C’est notre résistance à avancer qui peut nuire à la psychanalyse. Que nous soyons psychanalystes, supposés psychanalystes ou mués par le désir de devenir psychanalystes. Lorsque nous résistons, alors notre rapport avec la psychanalyse devient tourmenté et mou plutôt que d’être dynamique et joyeux. Il est de notre responsabilité de construire l’avenir de la psychanalyse et pas juste d’en rester au passé et de compter avec d’autres ou l’Autre[11]. Cette responsabilité c’est une responsabilité vis-à-vis de notre désir. Faire vivre la psychanalyse par la clinique quotidienne, la psychanalyse nous faisant vivre quotidiennement, et prendre soin de bien dire quand nous en parlons. Cela s’apprend, comme le dit très bien le dicton c’est en forgeant qu’on devient forgeron et, ajouterais-je, non en étant spectateur inhibé. Fernando de Amorim emploie l’expression de forger des psychanalystes. Pour forger le fer il faut le faire chauffer pour qu’il y ait une souplesse et qu’il soit possible de le travailler. Les cliniciens du RPH ne sont pas lancés dans les braises ardentes du four mais soutenus et responsabilisés, en nourrissant le feu du désir. Là où l’on peut entendre certains alourdir leur énergie afin de dire que la psychanalyse va mal, se meurt ou s’autodétruit, il y a d’autres voies comme celle que soutient le RPH et que Fernando de Amorim porte depuis longue date à savoir de permettre, au plus tôt, de commencer à travailler cliniquement et de devenir un artisan de la psychanalyse. Nous avons une responsabilité par rapport à notre désir pour le faire grandir mais lorsque nous sommes engagés dans la clinique nous avons aussi une responsabilité, par rapport aux personnes qui viennent nous rencontrer, de ne pas saboter le travail. Le divan est le lieu le plus adéquat pour tenir lieu de garde fou. Le repère fondamental me semble t-il pour l’avenir de la psychanalyse est celui du désir, un désir passé par les mailles de la castration symbolique et non un désir imaginaire teinté de haine et de destructivité. La psychanalyse est née du désir d’un homme puis de quelques autres. Voici un repère fondamental pour l’avenir, un désir porté par un sujet cela compte.

 

 



[1] Freud, S. (1927) L’avenir d’une illusion, in Œuvres complètes, vol. XVIII, PUF, Paris, 2002, page 145.

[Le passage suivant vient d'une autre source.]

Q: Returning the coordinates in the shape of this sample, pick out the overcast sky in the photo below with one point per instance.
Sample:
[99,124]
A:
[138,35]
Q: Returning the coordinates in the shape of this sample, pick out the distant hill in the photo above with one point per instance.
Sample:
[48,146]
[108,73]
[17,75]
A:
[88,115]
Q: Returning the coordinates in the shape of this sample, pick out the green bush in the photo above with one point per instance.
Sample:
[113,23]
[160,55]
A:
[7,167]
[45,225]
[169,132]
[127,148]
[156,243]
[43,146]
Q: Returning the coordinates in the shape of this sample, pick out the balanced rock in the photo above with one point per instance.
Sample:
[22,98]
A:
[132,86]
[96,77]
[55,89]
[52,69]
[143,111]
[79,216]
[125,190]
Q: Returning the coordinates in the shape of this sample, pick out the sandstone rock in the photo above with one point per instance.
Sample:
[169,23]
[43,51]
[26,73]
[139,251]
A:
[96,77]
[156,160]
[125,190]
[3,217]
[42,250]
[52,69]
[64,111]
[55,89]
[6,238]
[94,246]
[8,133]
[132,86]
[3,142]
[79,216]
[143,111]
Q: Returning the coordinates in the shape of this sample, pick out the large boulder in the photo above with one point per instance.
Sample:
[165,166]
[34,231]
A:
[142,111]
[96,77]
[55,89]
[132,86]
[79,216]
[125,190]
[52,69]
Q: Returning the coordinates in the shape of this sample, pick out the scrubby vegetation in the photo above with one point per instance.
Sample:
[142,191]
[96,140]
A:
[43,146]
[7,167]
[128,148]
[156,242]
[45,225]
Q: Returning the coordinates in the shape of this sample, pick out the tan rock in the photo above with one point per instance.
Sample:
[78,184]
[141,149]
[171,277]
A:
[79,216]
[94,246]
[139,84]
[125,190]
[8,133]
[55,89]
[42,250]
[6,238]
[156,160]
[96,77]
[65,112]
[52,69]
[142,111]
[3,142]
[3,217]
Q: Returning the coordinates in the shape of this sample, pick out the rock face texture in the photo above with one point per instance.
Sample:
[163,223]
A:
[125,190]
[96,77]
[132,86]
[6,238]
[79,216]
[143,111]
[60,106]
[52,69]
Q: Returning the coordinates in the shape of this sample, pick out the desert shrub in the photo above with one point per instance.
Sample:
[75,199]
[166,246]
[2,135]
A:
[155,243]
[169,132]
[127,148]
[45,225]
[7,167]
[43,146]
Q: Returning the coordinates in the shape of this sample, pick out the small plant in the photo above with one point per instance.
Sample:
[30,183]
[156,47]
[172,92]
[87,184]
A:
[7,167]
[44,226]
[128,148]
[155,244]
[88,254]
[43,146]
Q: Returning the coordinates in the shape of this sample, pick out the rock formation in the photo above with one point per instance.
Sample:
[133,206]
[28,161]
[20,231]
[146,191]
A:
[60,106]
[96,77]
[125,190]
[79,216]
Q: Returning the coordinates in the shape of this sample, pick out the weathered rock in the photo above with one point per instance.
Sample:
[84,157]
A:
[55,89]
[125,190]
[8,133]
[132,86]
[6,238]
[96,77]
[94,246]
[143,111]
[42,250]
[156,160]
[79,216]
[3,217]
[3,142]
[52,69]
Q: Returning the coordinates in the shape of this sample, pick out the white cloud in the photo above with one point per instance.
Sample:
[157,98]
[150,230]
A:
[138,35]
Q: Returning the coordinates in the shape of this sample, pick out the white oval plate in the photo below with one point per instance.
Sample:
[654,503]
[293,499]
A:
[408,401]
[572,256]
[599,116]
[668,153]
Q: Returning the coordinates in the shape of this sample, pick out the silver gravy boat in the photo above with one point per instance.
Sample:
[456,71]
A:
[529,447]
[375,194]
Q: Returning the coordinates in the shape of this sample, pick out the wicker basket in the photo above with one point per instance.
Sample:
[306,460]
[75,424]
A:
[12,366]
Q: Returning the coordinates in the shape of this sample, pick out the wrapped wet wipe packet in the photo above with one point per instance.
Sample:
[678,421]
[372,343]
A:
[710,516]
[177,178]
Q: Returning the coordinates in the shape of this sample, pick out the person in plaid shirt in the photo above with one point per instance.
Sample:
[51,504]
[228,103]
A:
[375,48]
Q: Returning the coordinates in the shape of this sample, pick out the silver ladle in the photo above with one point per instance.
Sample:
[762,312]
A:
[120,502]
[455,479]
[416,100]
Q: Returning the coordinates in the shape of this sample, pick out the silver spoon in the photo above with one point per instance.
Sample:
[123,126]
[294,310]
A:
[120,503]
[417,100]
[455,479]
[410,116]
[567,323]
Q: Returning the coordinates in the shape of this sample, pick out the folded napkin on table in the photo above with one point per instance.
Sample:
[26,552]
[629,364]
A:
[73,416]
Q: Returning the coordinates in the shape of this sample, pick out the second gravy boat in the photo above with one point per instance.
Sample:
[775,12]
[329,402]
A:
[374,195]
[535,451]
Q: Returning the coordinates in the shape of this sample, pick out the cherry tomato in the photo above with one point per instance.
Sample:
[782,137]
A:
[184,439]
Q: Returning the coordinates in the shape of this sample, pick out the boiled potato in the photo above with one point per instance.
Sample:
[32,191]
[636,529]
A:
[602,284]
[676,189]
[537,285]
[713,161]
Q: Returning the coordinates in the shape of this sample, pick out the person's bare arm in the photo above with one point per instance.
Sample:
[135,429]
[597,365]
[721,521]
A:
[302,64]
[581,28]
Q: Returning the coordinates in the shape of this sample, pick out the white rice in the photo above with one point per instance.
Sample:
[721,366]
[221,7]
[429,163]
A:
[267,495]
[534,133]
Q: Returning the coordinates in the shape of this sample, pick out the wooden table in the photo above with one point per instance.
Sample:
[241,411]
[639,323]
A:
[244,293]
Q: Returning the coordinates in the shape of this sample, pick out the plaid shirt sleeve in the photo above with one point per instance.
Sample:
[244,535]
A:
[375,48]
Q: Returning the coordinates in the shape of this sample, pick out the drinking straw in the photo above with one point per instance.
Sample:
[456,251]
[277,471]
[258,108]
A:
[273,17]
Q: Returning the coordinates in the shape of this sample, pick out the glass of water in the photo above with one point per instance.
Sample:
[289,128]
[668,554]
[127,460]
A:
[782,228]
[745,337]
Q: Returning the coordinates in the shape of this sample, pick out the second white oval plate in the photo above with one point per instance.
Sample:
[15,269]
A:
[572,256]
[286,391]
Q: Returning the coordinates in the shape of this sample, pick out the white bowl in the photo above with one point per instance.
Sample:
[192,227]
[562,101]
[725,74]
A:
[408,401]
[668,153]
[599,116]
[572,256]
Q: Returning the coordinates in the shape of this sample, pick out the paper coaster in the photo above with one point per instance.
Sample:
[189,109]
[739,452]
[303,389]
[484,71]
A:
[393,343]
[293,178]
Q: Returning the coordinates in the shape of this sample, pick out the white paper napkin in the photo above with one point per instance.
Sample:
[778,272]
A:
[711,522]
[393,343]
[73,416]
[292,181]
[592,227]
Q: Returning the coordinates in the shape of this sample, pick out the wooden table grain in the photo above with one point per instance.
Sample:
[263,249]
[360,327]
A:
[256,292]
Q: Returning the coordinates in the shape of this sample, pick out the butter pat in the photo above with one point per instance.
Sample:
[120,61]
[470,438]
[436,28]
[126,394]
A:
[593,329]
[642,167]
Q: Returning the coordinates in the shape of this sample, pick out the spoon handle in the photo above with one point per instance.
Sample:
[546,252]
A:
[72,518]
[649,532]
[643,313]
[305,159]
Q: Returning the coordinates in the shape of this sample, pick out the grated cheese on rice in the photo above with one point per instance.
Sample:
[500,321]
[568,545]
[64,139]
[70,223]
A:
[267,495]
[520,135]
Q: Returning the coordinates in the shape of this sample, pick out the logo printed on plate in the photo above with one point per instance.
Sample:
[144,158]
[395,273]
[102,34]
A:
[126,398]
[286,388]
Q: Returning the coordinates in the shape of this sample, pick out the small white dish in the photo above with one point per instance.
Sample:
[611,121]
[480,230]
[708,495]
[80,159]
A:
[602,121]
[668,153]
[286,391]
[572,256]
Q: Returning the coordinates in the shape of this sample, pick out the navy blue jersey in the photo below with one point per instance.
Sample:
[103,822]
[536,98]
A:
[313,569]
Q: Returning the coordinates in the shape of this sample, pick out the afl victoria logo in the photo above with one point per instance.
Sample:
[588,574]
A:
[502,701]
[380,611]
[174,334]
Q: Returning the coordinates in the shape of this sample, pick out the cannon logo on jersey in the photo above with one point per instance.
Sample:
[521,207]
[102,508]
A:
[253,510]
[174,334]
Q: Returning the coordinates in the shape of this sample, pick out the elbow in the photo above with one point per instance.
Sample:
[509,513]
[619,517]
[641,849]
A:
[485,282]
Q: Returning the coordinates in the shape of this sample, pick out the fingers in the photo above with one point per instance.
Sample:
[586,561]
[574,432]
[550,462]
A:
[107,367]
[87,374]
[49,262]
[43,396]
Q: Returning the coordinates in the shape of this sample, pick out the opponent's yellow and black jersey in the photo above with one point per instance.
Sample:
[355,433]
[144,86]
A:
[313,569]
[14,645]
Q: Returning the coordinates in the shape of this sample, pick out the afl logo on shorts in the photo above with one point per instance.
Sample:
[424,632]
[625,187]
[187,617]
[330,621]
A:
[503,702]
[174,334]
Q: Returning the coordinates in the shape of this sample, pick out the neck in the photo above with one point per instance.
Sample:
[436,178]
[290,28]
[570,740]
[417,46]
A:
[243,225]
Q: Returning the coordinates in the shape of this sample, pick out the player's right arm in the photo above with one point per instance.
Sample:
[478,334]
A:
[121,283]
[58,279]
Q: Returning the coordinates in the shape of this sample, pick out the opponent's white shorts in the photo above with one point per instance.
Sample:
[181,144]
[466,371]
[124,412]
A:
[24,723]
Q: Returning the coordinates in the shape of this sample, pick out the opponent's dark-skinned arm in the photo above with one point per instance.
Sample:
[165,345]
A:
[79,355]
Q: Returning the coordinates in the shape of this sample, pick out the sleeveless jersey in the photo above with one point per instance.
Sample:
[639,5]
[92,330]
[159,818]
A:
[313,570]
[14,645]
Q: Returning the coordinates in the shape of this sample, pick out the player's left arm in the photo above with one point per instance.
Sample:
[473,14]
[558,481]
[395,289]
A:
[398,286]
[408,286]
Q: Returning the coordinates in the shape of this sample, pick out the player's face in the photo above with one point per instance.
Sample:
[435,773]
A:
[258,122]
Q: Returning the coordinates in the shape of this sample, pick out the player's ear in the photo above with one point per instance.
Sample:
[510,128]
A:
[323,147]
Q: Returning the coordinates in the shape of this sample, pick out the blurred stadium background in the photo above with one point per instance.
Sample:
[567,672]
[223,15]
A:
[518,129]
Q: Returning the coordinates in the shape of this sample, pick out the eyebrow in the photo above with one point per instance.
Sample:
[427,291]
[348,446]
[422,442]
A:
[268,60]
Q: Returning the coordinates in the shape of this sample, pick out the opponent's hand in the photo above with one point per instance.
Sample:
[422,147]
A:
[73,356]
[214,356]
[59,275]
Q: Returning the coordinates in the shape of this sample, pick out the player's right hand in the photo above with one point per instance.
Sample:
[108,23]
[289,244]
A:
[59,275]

[2] Freud, S. (1926), Inhibition, symptôme et angoisse, in Œuvres complètes, vol. XVII, PUF, Paris, 2006, p. 207.

[3] Ibid., p. 206.

[4] En lien avec l’inhibition quant au travail, Freud fait référence au surmoi dans sa dimension punitive qui entraverait la mise au travail. Une fois encore le divan est le lieu le plus indiqué pour pouvoir apaiser la résistance du surmoi et que le surmoi puisse reprendre sa place bienveillante et non punitive.

[5] Lacan. L. (1968-1969), le Séminaire, Livre  XVI, D’un Autre à l’autre, Seuil, Paris, 2006, p. 39.

[6] « Ce manque qui subsiste au niveau du sujet naturel, du sujet de la connaissance, du faux-être du sujet, ce manque qui, de toujours, se définit comme essence de l’homme et qui s’appelle le désir, mais qui à la fin d’une analyse se traduit de cette chose non seulement formulée mais incarnée qui s’appelle la castration ». Lacan. J. (1967-1968), le Séminaire, Livre XV, L’acte psychanalytique, édition hors commerce, p. 85.

[7] Op. cit., p. 274.

[…] « C’est pour autant que le désir de l’Autre est informulable dans le fantasme traumatique que le désir prend germe dans ce qui peut s’appeler le désir de savoir, avec de savoir entre parenthèses ».

[8] « Le désir de savoir n’a aucun rapport avec le savoir […] Le désir de savoir n’est pas ce qui conduit au savoir. Ce qui conduit au savoir, c’est […] le discours de l’hystérique ». Lacan. J. (1969-1970), le Séminaire, Livre XVII, L’envers de la psychanalyse, Seuil, Paris, 1991, p. 23.

[9] Néologisme de Lacan, qu’il emploie dans son Séminaire, Livre XVII, L’envers de la psychanalyse, en lien avec la notion de plus-value de K. Marx.

[10] Ce mot fait écho au drame de l’expérience du miroir où l’enfant jubile de se voir dans une image unifiée de lui-même.

[11] Je fais référence notamment à Freud et Lacan, dès lors qu’ils sont mis en position de pères imaginaires qui détiendraient un savoir auquel s’abreuver, en s’inhibant soi-même à se mettre au travail.